Zeppelin tower, Zeppelin-Ankermast in Jiquiá, Recife, Brasilien
Der Zeppelin-Mast in Jiquiá ist ein schlankes Stahlgitterwerk, das sich etwa 38 Meter in den Himmel erhebt und mit Ankerpunkten und Plattformen zur Befestigung starrer Luftschiffe ausgestattet ist. Das Bauwerk ruht auf einem stabilen Betonfundament und zeigt die klassische Ingenieurskunst jener Luftfahrtepoche.
Der Mast wurde 1930 errichtet, als Recife sich als südamerikanische Basis für deutsche Zeppelin-Flüge entwickelte. In den folgenden Jahren diente er als Anlegepunkt für legendäre Luftschiffe wie die Graf Zeppelin und die Hindenburg auf ihren Transatlantikfahrten.
Der Mast symbolisiert Recifes Rolle als Drehscheibe für frühe transatlantische Verbindungen und verdeutlicht, wie die Stadt einst am Puls internationaler Luftfahrtentwicklung lag. Besucher können an diesem Ort nachvollziehen, wie bedeutsam solche Verkehrsrouten für die Wirtschaft und das Selbstverständnis der Region waren.
Der Mast befindet sich im Stadtviertel Jiquiá und ist von der Straße aus gut sichtbar, auch wenn der direkte Zugang eingeschränkt sein kann.
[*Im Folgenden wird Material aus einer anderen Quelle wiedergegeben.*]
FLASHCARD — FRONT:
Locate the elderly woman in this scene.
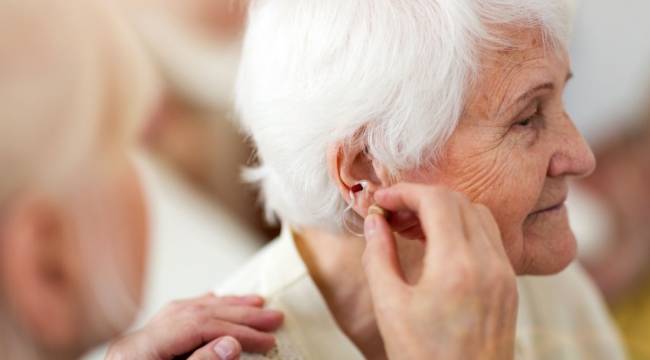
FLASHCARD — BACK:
[221,0,623,359]
[0,0,282,360]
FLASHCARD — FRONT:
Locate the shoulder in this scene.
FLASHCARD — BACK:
[517,263,624,359]
[216,236,309,298]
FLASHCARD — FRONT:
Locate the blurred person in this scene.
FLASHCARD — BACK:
[221,0,624,360]
[571,111,650,360]
[0,0,281,360]
[71,6,270,360]
[119,0,274,234]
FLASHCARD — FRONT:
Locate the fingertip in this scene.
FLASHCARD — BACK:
[241,295,266,306]
[212,336,242,360]
[363,214,380,240]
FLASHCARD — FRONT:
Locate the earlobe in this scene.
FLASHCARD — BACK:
[328,143,389,217]
[1,196,78,347]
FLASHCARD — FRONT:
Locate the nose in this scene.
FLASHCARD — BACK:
[548,114,596,177]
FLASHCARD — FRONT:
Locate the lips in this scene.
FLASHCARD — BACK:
[531,196,567,215]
Ein kleines Museum vor Ort zeigt Exponate zur Geschichte der Luftschifffahrt und dokumentiert die Instandhaltungsarbeiten dieser Zeit.
Dies ist das letzte noch stehende Zeppelin-Anlegemast seiner Art auf der Welt und bewahrt damit ein seltenes Zeugnis des Zeitalters der Passagierluftschiffe. Die Struktur dokumentiert einen kurzen aber wegweisenden Moment in der Geschichte der Luftfahrt, bevor andere Transportmittel die Luftschiffe verdrängt haben.